I have 2 (for presentation simplified) Dataframes:
table1_id | lat | long | table2_id |
---|---|---|---|
1 | 5.5 | 45.5 | |
2 | 5.2 | 50.2 | |
3 | 8.9 | 49.7 |
table2_id | lat | long |
---|---|---|
1 | 5.0 | 47.2 |
2 | 8.5 | 22.5 |
3 | 2.1 | 33.3 |
Table1 has >40000 rows. Table2 has 3000 rows.
What I want is to find the table2_id for each item in table 1 which has the shortest distance to its location using latitude/longitude and for the distance calculation I am using geopy.distance.
To do this the slow way is to iterate over each coordinate in table1 and for each of those iterate over all rows of table 2 to find the minimum. Which is very slow using DataFrame.iterrows() or DataFrame.apply.
Would look somewhat like that:
for idx, row in table1_df.iterrows():
location1 = (row["lat"], row["long"])
min_table2id = 0
min_distance = 9999999
for idx2, row2 in table2_df.iterrows():
location2 = (row2["lat"], row2["long"])
distance = geopy.distance.geodesic(location1, location2).km
if distance < min_distance:
min_distance = distance
min_table2id = row2[table2_id]
row[table2_id] = min_table2id
I've only done simple things over smaller dataset where speed was never a problem, but this is going for minutes, which was somewhat expected by those 2 for loops over that large of a table.
I am not too familiar with vectorization (only used it to manipulate single columns in a dataframe) and was wondering if there is a good way to vectorize this, or speed it up in another way. Thanks!
As far as I understand, the geodesic
function does not support vectorization. Therefore, you need to implement the distance calculation function for coordinate vectors yourself. Fortunately, there are many such implementations.
Here is a very simple implementation. Here is a complete example of the solution to your question. I have created two dataframes with the dimensions you provided.
import pandas as pd
import numpy as np
df1 = pd.DataFrame({'df1_id':range(40_000), 'lat':np.random.uniform(-10, 10, size=40_000), 'lon':np.random.uniform(-10, 10, size=40_000)})
df1['df2_id'] = np.nan
df2 = pd.DataFrame({'df2_id':range(3000), 'lat':np.random.uniform(-10, 10, size=3000), 'lon':np.random.uniform(-10, 10, size=3000)})

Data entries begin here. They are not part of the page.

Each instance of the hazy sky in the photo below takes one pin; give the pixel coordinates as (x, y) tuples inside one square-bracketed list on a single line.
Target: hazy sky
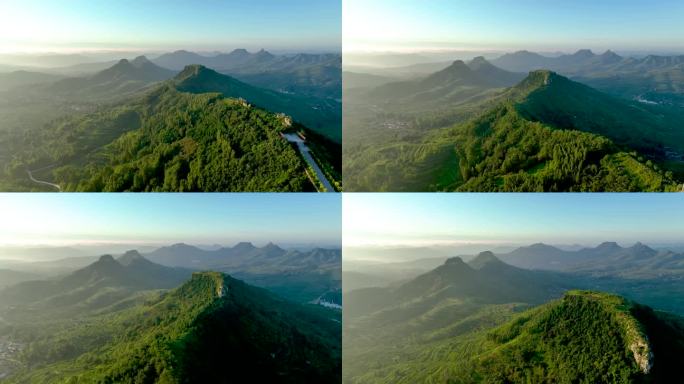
[(72, 25), (406, 25), (205, 218), (443, 218)]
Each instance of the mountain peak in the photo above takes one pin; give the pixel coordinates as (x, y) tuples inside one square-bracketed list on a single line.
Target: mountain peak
[(455, 261), (479, 62), (239, 52), (244, 246), (130, 257), (271, 245), (458, 64), (537, 79), (583, 53), (140, 60), (639, 246), (484, 259), (193, 70), (609, 245), (106, 259)]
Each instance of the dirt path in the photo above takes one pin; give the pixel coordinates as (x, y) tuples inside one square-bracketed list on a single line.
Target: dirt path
[(306, 152)]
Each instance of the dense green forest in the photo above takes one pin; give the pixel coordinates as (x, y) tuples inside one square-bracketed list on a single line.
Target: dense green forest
[(199, 131), (211, 329), (585, 337), (547, 133), (487, 321), (168, 141)]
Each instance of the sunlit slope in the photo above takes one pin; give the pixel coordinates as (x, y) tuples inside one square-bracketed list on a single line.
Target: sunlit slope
[(211, 329), (545, 134)]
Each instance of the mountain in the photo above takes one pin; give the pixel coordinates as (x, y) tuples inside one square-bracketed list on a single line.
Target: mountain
[(322, 116), (125, 77), (352, 80), (298, 275), (180, 59), (456, 83), (588, 336), (174, 138), (98, 285), (485, 279), (19, 79), (486, 321), (317, 75), (212, 329), (10, 277), (493, 74), (607, 259), (651, 80), (523, 61), (549, 133)]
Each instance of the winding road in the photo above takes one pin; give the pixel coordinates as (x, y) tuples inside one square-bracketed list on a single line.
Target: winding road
[(53, 185), (306, 152)]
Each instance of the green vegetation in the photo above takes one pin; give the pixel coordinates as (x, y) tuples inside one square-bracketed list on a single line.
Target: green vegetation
[(169, 141), (211, 329), (195, 132), (546, 134), (586, 337), (473, 322)]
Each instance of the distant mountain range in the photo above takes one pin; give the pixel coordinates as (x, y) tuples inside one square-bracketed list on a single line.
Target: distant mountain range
[(475, 321), (608, 258), (320, 115), (301, 276), (585, 61), (457, 82), (98, 285), (306, 74), (189, 335), (650, 79), (123, 78), (317, 75), (260, 160), (546, 133)]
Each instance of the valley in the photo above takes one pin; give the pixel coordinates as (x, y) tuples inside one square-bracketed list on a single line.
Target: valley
[(79, 323), (488, 321), (461, 128), (66, 132)]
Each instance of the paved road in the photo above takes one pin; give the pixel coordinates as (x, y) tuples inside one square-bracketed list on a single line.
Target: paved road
[(306, 152), (43, 182)]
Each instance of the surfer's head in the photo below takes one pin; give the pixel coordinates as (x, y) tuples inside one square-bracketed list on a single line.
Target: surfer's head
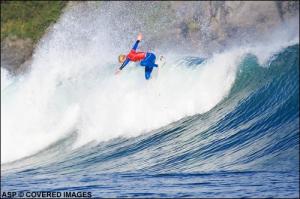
[(122, 58)]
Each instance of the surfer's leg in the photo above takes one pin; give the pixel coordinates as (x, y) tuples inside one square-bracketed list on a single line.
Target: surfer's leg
[(148, 71)]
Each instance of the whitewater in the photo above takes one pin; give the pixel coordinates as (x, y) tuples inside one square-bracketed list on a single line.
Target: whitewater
[(200, 121)]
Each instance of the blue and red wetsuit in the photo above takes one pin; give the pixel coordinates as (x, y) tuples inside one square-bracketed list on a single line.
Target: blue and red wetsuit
[(147, 60)]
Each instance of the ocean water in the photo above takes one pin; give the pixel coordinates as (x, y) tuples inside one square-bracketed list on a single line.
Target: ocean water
[(219, 126)]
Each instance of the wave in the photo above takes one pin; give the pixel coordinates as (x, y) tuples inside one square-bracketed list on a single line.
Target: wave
[(237, 109)]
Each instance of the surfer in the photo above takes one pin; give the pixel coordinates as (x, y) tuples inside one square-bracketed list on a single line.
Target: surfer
[(147, 59)]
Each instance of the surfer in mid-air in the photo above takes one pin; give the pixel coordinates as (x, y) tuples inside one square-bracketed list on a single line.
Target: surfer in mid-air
[(147, 59)]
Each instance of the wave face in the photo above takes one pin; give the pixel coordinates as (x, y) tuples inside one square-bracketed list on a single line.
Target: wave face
[(199, 122)]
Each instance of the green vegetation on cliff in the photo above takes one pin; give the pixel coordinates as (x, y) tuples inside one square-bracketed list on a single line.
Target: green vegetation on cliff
[(28, 19)]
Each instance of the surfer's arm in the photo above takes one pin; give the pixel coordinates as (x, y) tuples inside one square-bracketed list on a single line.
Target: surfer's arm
[(124, 64)]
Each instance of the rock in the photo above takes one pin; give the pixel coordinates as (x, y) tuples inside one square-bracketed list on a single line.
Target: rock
[(15, 52)]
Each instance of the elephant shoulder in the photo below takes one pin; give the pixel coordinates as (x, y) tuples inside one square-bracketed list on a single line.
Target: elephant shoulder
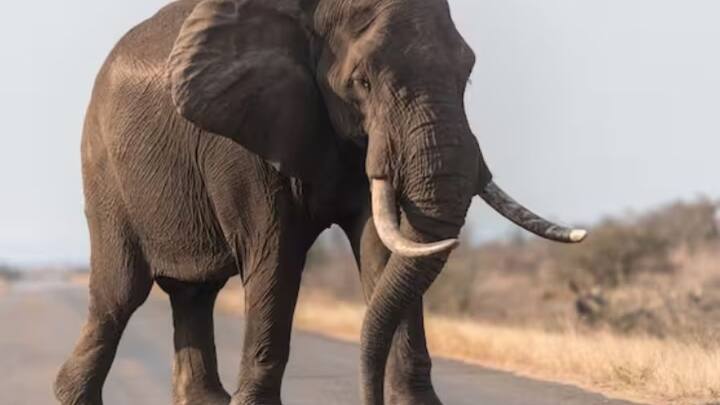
[(152, 40), (142, 52)]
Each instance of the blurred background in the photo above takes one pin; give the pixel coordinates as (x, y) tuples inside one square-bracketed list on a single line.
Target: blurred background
[(597, 113), (584, 109)]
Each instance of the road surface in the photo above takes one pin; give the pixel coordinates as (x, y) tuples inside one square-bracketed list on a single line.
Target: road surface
[(39, 324)]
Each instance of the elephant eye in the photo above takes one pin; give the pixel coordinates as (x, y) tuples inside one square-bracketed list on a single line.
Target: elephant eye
[(360, 82)]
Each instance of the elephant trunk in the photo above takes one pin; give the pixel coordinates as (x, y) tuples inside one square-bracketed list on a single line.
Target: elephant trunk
[(432, 188), (434, 203)]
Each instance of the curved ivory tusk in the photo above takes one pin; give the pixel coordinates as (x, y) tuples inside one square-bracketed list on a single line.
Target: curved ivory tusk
[(526, 219), (387, 225)]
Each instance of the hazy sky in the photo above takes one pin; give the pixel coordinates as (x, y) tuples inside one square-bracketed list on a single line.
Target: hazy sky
[(583, 108)]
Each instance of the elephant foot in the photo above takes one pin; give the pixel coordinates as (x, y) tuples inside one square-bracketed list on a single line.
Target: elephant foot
[(248, 399), (423, 397), (72, 387), (205, 398)]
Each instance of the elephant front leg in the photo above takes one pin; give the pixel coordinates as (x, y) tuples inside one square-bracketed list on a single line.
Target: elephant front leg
[(270, 295), (408, 379), (408, 373), (195, 374)]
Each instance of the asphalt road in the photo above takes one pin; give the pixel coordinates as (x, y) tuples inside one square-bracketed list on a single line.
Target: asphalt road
[(40, 322)]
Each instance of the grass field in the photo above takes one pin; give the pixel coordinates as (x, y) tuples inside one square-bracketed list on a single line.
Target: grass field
[(642, 369)]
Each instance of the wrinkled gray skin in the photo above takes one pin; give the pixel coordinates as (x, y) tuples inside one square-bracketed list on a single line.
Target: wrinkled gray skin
[(223, 136)]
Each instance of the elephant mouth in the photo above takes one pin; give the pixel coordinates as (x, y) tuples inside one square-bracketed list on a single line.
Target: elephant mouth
[(384, 209)]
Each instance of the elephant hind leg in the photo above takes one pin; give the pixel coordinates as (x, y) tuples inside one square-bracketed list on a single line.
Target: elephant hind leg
[(195, 373), (120, 281)]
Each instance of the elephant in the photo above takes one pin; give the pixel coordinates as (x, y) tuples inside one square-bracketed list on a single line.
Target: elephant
[(223, 136)]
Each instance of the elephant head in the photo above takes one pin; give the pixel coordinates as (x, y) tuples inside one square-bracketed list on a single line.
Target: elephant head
[(288, 79)]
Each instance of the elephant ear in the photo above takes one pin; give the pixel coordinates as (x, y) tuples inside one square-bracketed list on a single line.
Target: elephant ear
[(241, 69)]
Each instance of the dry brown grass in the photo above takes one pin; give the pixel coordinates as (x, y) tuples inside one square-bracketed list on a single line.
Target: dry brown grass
[(635, 368)]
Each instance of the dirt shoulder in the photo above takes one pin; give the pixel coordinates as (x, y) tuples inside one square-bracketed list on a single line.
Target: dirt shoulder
[(638, 369)]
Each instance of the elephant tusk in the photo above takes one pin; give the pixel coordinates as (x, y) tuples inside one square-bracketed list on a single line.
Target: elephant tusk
[(384, 209), (526, 219)]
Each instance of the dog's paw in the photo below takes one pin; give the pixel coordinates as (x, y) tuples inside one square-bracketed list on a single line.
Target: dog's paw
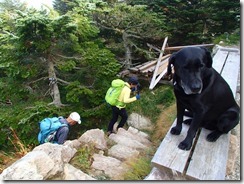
[(184, 146), (212, 137), (187, 121), (175, 131)]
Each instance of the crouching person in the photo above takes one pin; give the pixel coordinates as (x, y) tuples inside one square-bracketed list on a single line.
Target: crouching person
[(56, 129)]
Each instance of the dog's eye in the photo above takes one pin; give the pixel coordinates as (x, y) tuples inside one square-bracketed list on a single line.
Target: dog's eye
[(201, 65)]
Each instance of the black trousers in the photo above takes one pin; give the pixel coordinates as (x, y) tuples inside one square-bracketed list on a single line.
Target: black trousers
[(116, 112)]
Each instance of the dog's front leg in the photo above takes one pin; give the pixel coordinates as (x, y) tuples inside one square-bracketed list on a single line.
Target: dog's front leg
[(180, 113), (195, 124)]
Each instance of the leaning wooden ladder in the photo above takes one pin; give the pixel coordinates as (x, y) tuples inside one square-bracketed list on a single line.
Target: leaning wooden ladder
[(206, 160)]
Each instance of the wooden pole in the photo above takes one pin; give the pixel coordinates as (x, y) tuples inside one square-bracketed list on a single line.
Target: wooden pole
[(152, 84)]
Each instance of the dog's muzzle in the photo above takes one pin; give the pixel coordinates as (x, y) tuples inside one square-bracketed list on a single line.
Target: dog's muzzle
[(194, 88)]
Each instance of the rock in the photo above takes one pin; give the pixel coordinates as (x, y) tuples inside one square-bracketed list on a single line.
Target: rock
[(127, 141), (122, 152), (71, 173), (96, 137), (139, 122), (134, 134), (109, 165)]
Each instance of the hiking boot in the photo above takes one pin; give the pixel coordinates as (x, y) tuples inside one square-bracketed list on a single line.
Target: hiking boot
[(110, 132)]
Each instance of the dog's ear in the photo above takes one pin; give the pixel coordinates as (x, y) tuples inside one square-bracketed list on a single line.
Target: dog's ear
[(171, 62), (207, 58)]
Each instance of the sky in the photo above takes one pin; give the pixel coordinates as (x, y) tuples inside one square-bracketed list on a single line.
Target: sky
[(38, 3)]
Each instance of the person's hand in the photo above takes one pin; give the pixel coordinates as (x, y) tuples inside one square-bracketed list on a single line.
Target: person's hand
[(138, 96)]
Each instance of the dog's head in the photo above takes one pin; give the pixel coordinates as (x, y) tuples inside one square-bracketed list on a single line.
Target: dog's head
[(190, 63)]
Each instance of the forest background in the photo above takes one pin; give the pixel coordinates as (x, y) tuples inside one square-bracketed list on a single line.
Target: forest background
[(57, 60)]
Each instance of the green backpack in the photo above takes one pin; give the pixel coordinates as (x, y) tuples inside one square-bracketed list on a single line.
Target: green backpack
[(114, 91)]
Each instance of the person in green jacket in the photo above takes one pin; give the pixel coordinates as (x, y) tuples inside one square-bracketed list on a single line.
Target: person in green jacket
[(124, 98)]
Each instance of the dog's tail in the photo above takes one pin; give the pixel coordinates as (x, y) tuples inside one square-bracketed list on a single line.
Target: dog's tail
[(188, 114)]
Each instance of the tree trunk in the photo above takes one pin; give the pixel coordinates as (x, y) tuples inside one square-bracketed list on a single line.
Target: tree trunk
[(128, 60), (54, 85)]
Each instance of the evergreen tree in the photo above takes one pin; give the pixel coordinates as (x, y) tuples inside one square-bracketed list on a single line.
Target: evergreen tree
[(128, 28)]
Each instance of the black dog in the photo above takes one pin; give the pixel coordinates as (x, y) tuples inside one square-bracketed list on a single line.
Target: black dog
[(202, 91)]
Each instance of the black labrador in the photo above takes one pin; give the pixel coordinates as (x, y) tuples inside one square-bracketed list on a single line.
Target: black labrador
[(202, 92)]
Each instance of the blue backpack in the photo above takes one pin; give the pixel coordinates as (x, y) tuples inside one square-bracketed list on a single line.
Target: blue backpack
[(48, 129)]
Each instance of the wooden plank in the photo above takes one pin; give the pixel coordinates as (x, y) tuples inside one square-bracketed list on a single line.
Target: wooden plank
[(168, 155), (181, 47), (231, 70), (152, 84), (209, 160), (154, 62)]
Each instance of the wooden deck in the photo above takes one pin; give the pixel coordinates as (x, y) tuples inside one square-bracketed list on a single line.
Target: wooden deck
[(206, 160)]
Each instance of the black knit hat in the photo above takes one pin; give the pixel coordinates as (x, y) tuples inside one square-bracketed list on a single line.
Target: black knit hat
[(133, 80)]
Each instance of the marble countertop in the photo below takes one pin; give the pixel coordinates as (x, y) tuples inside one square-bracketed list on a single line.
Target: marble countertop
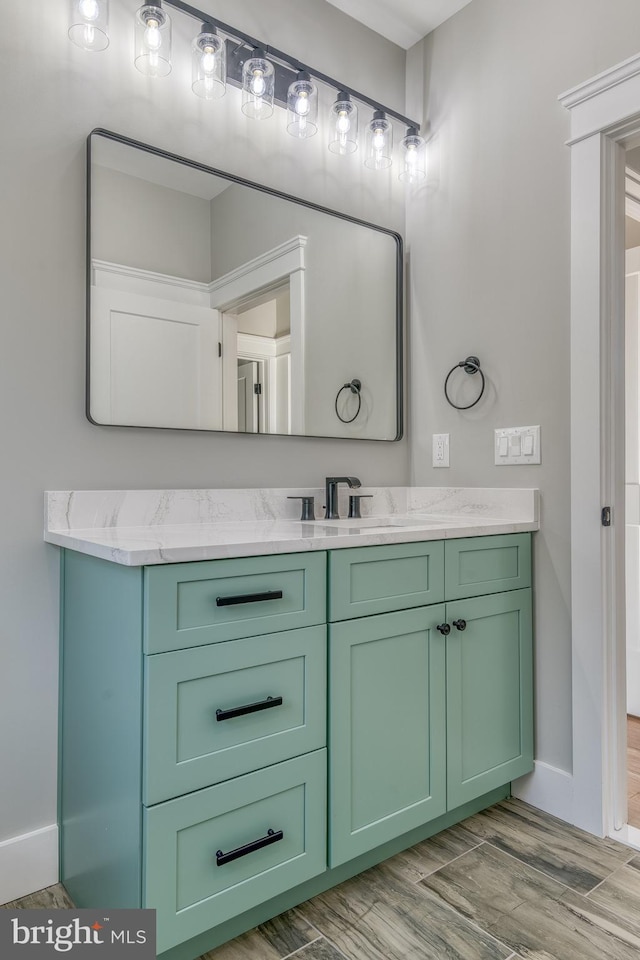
[(139, 527)]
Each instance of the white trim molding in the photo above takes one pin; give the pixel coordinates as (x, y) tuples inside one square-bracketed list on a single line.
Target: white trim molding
[(547, 788), (148, 283), (605, 114), (276, 264), (28, 863)]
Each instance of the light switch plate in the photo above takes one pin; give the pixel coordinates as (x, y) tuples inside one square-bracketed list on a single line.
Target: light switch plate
[(516, 445), (440, 449)]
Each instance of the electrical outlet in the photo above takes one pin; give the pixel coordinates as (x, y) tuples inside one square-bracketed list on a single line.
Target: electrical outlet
[(441, 450)]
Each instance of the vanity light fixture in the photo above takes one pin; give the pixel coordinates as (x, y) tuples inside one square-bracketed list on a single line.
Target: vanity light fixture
[(414, 148), (379, 142), (258, 86), (153, 40), (302, 106), (222, 55), (209, 59), (89, 25), (344, 125)]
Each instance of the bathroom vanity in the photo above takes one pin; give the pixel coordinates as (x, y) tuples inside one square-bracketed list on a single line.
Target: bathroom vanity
[(282, 707)]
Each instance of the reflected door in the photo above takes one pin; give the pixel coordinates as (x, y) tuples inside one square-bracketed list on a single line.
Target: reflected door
[(154, 362), (248, 396)]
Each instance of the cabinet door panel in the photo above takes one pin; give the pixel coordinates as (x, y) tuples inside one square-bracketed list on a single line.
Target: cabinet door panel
[(489, 694), (387, 716)]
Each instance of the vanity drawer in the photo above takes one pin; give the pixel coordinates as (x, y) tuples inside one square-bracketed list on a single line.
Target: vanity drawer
[(189, 604), (369, 580), (183, 880), (476, 566), (213, 713)]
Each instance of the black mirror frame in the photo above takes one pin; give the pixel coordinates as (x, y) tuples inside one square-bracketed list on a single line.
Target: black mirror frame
[(156, 151)]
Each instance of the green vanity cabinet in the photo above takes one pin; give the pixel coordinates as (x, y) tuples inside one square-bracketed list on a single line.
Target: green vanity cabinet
[(386, 729), (421, 719), (489, 681), (239, 735)]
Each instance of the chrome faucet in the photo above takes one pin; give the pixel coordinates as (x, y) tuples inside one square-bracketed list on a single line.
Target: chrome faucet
[(331, 484)]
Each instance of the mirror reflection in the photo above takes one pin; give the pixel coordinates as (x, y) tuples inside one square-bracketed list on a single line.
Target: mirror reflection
[(218, 305)]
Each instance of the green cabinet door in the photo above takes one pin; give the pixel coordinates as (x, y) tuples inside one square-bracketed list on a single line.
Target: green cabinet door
[(489, 694), (387, 728)]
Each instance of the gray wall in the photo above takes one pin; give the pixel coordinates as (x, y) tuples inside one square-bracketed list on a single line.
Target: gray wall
[(482, 284), (50, 103), (144, 225)]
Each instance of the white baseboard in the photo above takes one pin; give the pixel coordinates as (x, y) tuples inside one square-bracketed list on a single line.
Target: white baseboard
[(548, 788), (28, 863)]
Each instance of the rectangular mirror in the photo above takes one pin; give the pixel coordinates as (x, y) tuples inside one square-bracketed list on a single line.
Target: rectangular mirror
[(218, 304)]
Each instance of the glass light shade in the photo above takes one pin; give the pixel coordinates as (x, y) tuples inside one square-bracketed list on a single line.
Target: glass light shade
[(89, 24), (379, 142), (302, 107), (153, 41), (258, 86), (209, 59), (414, 148), (344, 126)]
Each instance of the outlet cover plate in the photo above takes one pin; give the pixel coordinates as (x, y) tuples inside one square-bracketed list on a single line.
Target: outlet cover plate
[(440, 449)]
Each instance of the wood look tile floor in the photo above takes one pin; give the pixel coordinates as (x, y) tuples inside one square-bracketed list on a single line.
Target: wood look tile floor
[(510, 883), (633, 770)]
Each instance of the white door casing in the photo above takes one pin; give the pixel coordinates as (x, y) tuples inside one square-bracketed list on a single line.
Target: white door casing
[(605, 115)]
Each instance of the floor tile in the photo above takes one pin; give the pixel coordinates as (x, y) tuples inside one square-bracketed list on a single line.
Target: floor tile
[(633, 732), (320, 950), (633, 784), (485, 884), (565, 853), (620, 893), (270, 941), (407, 923), (426, 857), (51, 898), (572, 928)]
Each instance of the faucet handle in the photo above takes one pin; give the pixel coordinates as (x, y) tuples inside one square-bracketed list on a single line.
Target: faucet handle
[(354, 504), (308, 512)]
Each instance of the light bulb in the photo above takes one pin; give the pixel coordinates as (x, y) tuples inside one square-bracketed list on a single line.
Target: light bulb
[(343, 124), (302, 104), (152, 38), (258, 85), (89, 9), (208, 60), (378, 141), (89, 27)]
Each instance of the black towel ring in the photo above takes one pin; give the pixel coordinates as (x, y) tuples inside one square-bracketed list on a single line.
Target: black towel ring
[(471, 365), (355, 386)]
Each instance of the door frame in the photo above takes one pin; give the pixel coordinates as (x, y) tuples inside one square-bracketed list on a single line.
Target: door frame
[(605, 118)]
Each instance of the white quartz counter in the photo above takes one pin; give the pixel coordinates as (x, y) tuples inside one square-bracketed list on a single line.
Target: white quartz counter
[(140, 527)]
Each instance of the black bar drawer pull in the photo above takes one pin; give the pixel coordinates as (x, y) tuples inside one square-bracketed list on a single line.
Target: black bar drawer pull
[(272, 837), (249, 708), (249, 598)]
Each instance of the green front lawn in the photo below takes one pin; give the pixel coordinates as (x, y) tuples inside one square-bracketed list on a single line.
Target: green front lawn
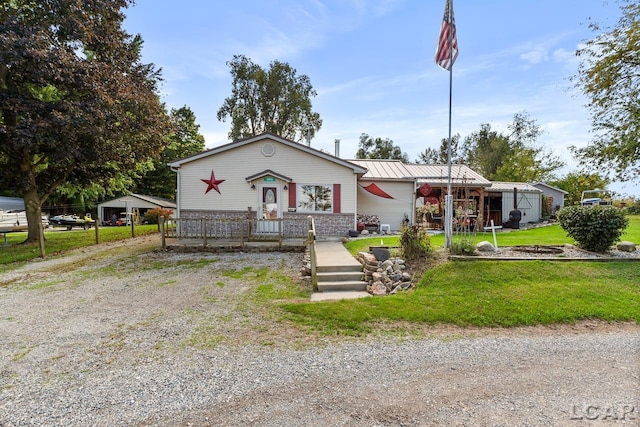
[(549, 235), (60, 240), (488, 293)]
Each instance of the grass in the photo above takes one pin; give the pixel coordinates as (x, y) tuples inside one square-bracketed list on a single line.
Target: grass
[(479, 294), (58, 241), (550, 235), (489, 293)]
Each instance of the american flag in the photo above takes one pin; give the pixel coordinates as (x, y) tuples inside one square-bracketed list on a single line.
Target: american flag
[(445, 54)]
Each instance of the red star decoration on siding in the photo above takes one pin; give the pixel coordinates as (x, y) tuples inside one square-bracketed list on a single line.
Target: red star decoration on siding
[(212, 183)]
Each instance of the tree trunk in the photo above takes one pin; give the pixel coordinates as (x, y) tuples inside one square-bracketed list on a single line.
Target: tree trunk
[(34, 215)]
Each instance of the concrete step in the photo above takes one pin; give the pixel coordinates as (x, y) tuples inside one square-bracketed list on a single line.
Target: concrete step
[(335, 268), (352, 285), (333, 296), (340, 276)]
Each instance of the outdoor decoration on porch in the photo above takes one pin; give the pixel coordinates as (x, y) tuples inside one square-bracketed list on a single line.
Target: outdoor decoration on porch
[(212, 183)]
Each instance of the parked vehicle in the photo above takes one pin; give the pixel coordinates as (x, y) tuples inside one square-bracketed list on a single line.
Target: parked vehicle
[(603, 197), (13, 220), (70, 221)]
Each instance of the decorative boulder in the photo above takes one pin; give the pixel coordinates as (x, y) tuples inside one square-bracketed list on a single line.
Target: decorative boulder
[(381, 254), (485, 246), (378, 288), (625, 246)]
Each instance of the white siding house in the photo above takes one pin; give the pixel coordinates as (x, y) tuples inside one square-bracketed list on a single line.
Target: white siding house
[(555, 193), (269, 177), (529, 200)]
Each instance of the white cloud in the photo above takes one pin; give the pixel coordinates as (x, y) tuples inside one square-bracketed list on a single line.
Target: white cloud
[(535, 56)]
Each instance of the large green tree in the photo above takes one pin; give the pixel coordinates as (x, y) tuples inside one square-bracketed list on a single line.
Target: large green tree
[(441, 156), (576, 182), (608, 76), (276, 100), (514, 156), (77, 105), (184, 140), (378, 148)]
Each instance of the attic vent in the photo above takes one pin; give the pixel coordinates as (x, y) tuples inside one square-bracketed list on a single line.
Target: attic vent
[(268, 149)]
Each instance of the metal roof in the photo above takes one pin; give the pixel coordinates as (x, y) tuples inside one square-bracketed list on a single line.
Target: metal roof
[(383, 169), (509, 186), (461, 175), (539, 184)]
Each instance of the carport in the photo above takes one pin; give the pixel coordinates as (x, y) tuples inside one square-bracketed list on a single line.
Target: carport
[(133, 204)]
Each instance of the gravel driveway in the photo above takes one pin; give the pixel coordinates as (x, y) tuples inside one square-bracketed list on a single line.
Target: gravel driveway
[(123, 335)]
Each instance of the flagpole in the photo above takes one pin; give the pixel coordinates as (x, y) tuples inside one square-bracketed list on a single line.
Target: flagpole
[(448, 221), (446, 54)]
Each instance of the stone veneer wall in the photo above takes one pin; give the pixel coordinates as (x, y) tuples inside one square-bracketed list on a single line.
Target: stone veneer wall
[(326, 224), (329, 224)]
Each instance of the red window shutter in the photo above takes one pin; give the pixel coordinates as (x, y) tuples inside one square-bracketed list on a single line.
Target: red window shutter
[(292, 195)]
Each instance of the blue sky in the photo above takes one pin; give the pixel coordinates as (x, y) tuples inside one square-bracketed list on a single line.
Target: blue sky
[(371, 62)]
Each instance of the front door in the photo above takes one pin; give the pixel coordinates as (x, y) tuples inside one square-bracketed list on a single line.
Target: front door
[(270, 211)]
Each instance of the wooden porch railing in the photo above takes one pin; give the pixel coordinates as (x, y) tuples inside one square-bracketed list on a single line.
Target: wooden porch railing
[(311, 241), (236, 229)]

def haversine(lon1, lat1, lon2, lat2):
lon1, lat1, lon2, lat2 = np.radians([lon1, lat1, lon2, lat2])
dlon = lon2 - lon1
dlat = lat2 - lat1
haver_formula = np.sin(dlat/2)**2 + np.cos(lat1) * np.cos(lat2) * np.sin(dlon/2)**2
r = 6371 #6371 for distance in KM for miles use 3958.756
dist = 2 * r * np.arcsin(np.sqrt(haver_formula))
return dist
def foo(row, table2_df):
size = table2_df.shape[0]
distances = haversine([row[1]]*size,[row[0]]*size, table2_df.lon.values, table2_df.lat.values)
return table2_df.iloc[np.argmin(distances), 0]
%%timeit
df1[['lat', 'lon']].apply(foo, axis=1, args=(df2,))
Out:
14 s ± 251 ms per loop (mean ± std. dev. of 7 runs, 1 loop each)
You can also parallelize the apply method using the parallel-pandas library. It's very simple and doesn't require you to rewrite your code.
# pip install parallel-pandas
from parallel_pandas import ParallelPandas
ParallelPandas.initialize(disable_pr_bar=True)
# p_apply is parallel analogue of apply method
%%timeit
df1[['lat', 'lon']].p_apply(foo, axis=1, args=(df2,))
Out:
1.79 s ± 75.5 ms per loop (mean ± std. dev. of 7 runs, 1 loop each)
Thus, the total time takes just over a second. I hope this is acceptable to you. Good luck!